So now that Comrades McKinney and Magary have taken up sides on Denmark (McKinney unilaterally declared herself a de facto Danish citizen) and England (Magary seized an uninhabited island in the North Atlantic to pretend that it was still 1583), and now that we have dragged Billy Shakesbergsen through the dirt to torture the analogy further, what’s left to do with today’s match?
Look ahead to Italy, of course. The first finalist. The team that uses hand signals as often as it uses feet, gets in the referee’s face at every opportunity even when the call has gone in its favor, and whose passage to the final came through the always ass-achingly bad penalty shootout to get past Spain. They gave us one final Álvaro Morata sad face, and that’s a brain imprint that never goes away.
Italy. My country … well, the country of my ancestors, anyway. The team that will make this all moot in the end.
The Italian soccer heritage is deep and long, and lately dominated by bankruptcies and corruption. You know, standard stuff for the fellas. It has the only non-Spanish team (Juventus) that still believes in the disgrace of the Super League even as the coroner is digging through its entrails to find his watch. Better yet, the side is a hilariously messy crosscurrent of oddly timed boldness and lockdown defense. Hell, its coach, the megacontinental Roberto Mancini, has used the word “fun” as one of the team’s goals, which is definitely the one thing the Italian soccer heritage has never really tried until now.
Its goalkeeper, Gianluigi Donnarumma, makes Zlatan Ibrahimovic seem like a man with self-esteem issues. One of its best forwards is named Immobile, the fellow who struck the winning spot kick against Spain is named Jorginho, and their top two defenders, Giorgio Chiellini and Leonardo Bonucci, have played with the national team since 1957. They are intrepid in attack and Sicilian in defense simultaneously, and either way will figure out a way to steal your joy.

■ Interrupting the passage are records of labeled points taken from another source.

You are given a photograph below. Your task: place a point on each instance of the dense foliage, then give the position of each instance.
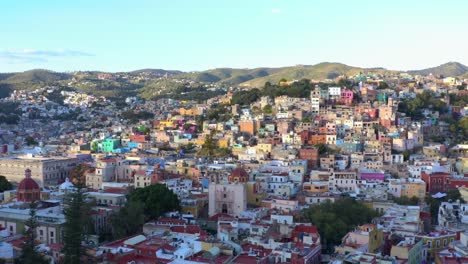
(424, 100)
(77, 225)
(219, 112)
(129, 220)
(334, 220)
(29, 255)
(157, 200)
(434, 203)
(184, 92)
(134, 116)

Italy has strung together a 27-match unbeaten streak and yet was almost never considered a tournament favorite because what it lacks in boyish charm, it makes up for in no longer being as stolid as, say, the Russians, Czechs or Scots. It is, in short, kind of a hot and brilliant combination of influences that ground its way through a relatively tepid group (Turkey, Switzerland and Wales) before easing past Austria, Belgium and Spain. Theirs has not been a tour of the group of death, and their claim for aesthetic superiority took a hit when Spain played them off the park everywhere but on the score line. Italy, sadly and gloriously, is what it is.
In addition, the Italians lack the Christian Eriksen narrative and America’s own Premier League–fueled Anglobiases, so either way the boys of the boot will not be the popular choice come Sunday. And you cannot have a proper rooting interest unless you have a team that works against that rooting interest. The Defector Soccer Desk is clearly all-in on England-Denmark, so someone has to take the side of the noisy neighbors, if only to provide some needed editorial balance (Comrade Ley rooted for the Isle of Man because he likes their three-legged flag, but that’s still within the English margin for error).
So make England-Denmark your match of choice, but only know that in the end, there will be Italy, laughing, half-plowed and thoroughly, lovably obnoxious until the final whistle, or until Taylor Twellman stops talking, which will be some time Tuesday.